Stage is a term to measure the extent of cancer when a patient first presents and it helps determine treatment but it also helps cancer registries measure survival and other such really important population based metrics. In childhood cancer collecting stage data by childhood cancer registries is actually quite challenging because childhood cancer is rare compared to adult cancer and there are multiple staging systems in use. So no-one has really come together and done a consensus process by which we say these are the staging systems that cancer registries should use.
So that was done through the support of a lot of organisations, including UICC, a few years back and those were published. What we need now is implementation and just to make sure that these guidelines actually are feasible in the real world. That has been done in Australia and it’s being conducted right now in many European registries; it hasn’t been done in low and middle income countries. So we want to make sure that some of the guidelines that we came up with specific for low and middle income countries are in fact feasible on the ground.
So what are some of the issues that might be faced?
There are a couple of theoretical problems. One is just resources, population based cancer registries, when they even exist in low and middle income countries, can be quite under-resourced and so having the time to collect additional data, if it’s going to take any significant amount of time, it just wouldn’t be feasible for most of these registries. Additionally, finding the medical charts and finding the information you need to stage a patient is also quite difficult. Finally, again, childhood cancer is rare so whether cancer registrars in any setting can be trained appropriately to be able to collect the data accurately is also a question. Now, all of those questions have been answered in high income countries but, again, we need to answer them in low and middle income countries as well.

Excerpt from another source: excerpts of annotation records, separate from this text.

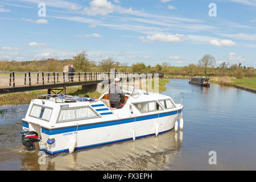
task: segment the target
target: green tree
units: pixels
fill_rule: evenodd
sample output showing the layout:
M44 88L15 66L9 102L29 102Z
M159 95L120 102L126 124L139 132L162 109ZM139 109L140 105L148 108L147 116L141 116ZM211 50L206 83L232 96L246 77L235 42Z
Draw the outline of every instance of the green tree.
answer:
M214 67L215 65L215 59L210 55L207 54L199 61L198 65L204 71L204 76L207 73L207 69L210 67Z
M104 72L110 72L112 68L119 67L120 63L116 62L112 57L107 57L101 61L98 61L101 70Z
M163 67L160 64L158 64L156 65L155 68L157 72L160 72L162 70Z
M238 68L236 71L236 77L238 79L243 78L244 75L242 68Z
M145 72L147 70L147 67L143 63L133 64L131 68L133 72Z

So are there ways we can answer them?
In fact with the support of various organisations there is an initiative now that using the African Cancer Registry Network that is going to try to pilot some of these guidelines in select cancer registries across Africa and that will hopefully happen in the next six months or so.
Anything else important to add?
It will just be very exciting because in addition to making sure that these are feasible, as a by-product of these pilots we’ll actually get some population based stage data from these registries which will allow us for the first time to compare, for example, stage at diagnosis of various childhood cancers across regions in Africa and those data will be very interesting when they’re available.